Quatre-vingt-quatre ans jour pour jour après la rafle du Vél’d’Hiv, une plaque commémorative rendant hommage à un couple de Justes a été dégradée dans le sud-est de Paris, a annoncé samedi 18 juillet le maire de la capitale, Emmanuel Grégoire (Parti socialiste). La plaque se situe au 15, rue Louis-Braille, dans le 12e arrondissement.
« Une plaque commémorative rendant hommage à un couple de Justes et à leur fille, qui sauvèrent un enfant lors de la rafle du Vél’d’Hiv a été dégradée », a dénoncé l’élu socialiste sur les réseaux sociaux, réaffirmant son « soutien indéfectible à la communauté juive », « à l’heure où l’antisémitisme progresse chaque jour dans la société et à la veille d’un week-end de commémoration de la rafle ».
Sur une photo que le maire a publiée, elle apparaît largement vandalisée. La partie supérieure de la stèle, « En hommage à Arsène et Angèle Richard et à leur fille Marcelle, Justes parmi les nations », est encore visible, mais la partie inférieure − « qui sauvèrent la vie de leur jeune voisin Edmond Richemond en le cachant dans cet immeuble lors de la rafle du Vél’d’Hiv le 16 juillet 1942 » − a été partiellement détruite.
« L’antisémitisme sera toujours une priorité absolue »
« Paris est et restera une terre de résistance face à toutes les formes de haine, et la lutte contre l’antisémitisme sera toujours une priorité absolue de mon engagement politique », a encore affirmé Emmanuel Grégoire, alors que les actes antisémites − 1 320 en 2025 − n’ont jamais été aussi nombreux en France que pendant les trois dernières années, selon le ministère de l’intérieur.
Plus de 13 000 personnes ont été arrêtées lors de la rafle du Vél’d’Hiv, les 16 et 17 juillet 1942 à Paris, dont 4 115 enfants. Aucun d’entre eux n’est revenu de déportation. La France compte plus de 4 300 « Justes parmi les Nations » reconnus pour avoir sauvé des juifs pendant la Shoah, selon l’Institut Yad Vashem de Jérusalem.

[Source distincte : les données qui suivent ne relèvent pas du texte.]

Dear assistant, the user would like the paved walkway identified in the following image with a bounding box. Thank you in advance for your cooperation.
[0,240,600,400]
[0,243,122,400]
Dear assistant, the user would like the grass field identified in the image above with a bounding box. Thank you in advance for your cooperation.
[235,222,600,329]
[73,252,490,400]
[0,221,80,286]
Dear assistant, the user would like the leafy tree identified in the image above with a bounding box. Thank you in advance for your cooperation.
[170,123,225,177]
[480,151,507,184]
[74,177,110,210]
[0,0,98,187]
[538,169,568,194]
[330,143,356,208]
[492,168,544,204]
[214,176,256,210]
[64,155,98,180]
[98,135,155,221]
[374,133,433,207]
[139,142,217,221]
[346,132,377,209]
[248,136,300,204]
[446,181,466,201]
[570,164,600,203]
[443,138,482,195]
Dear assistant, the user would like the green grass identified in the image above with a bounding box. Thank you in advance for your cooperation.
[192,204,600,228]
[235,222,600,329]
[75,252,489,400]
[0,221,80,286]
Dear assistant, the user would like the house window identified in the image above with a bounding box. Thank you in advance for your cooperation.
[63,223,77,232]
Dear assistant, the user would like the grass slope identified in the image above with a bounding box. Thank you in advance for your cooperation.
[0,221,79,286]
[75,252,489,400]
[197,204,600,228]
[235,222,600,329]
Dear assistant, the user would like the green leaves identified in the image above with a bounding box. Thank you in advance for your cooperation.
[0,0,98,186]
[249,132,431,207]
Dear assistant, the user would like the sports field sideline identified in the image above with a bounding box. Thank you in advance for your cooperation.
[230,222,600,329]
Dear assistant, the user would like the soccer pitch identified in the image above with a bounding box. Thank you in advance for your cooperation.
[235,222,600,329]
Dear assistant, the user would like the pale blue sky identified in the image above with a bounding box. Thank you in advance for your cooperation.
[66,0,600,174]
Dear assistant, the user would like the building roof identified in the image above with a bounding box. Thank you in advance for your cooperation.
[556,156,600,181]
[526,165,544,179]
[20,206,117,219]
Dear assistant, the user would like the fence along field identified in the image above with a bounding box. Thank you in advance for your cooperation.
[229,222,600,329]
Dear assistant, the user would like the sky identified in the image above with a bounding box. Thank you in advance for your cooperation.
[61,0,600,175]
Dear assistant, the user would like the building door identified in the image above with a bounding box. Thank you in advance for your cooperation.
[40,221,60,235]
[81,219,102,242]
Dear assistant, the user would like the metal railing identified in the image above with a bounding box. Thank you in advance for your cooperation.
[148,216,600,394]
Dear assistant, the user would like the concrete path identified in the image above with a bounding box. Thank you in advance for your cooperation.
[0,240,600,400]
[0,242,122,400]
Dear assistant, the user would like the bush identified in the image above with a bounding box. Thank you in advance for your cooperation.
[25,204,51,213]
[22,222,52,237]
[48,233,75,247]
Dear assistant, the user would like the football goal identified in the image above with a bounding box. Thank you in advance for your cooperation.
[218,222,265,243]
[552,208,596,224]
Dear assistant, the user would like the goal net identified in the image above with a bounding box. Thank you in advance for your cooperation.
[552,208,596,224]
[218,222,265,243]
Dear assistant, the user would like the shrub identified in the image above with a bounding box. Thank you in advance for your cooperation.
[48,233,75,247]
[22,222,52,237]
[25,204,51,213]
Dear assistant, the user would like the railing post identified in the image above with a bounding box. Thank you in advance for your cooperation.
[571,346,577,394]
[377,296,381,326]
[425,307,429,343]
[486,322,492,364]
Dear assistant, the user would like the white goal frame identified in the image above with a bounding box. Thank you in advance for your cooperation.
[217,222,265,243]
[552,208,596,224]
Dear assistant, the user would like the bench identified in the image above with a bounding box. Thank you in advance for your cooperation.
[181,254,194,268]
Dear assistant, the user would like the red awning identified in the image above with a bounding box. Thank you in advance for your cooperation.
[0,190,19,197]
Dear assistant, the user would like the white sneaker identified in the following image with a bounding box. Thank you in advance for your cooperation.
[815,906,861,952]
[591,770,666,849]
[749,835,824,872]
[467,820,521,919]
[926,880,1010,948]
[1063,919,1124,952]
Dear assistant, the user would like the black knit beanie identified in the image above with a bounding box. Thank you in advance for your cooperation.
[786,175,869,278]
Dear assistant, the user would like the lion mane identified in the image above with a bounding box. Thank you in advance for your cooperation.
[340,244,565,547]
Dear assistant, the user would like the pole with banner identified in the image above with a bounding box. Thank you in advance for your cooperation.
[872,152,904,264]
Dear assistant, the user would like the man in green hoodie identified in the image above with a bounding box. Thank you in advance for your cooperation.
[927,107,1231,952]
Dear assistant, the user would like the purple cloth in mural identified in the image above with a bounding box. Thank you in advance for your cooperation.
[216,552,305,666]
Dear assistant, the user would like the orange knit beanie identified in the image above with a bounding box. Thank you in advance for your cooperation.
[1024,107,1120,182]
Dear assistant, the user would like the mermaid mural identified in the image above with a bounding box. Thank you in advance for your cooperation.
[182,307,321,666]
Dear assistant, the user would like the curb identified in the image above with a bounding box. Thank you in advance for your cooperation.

Selon le Mémorial de la Shoah, Edmond Richemond avait 13 ans lorsque sa mère a été arrêtée pendant la rafle du Vél’d’Hiv. Parvenu à s’échapper, il avait été recueilli par des voisins puis confié plus tard aux Eclaireurs israélites qui l’avaient fait passer en Suisse. Il avait ensuite retrouvé son frère et son père, tous deux survivants du camp d’Auschwitz.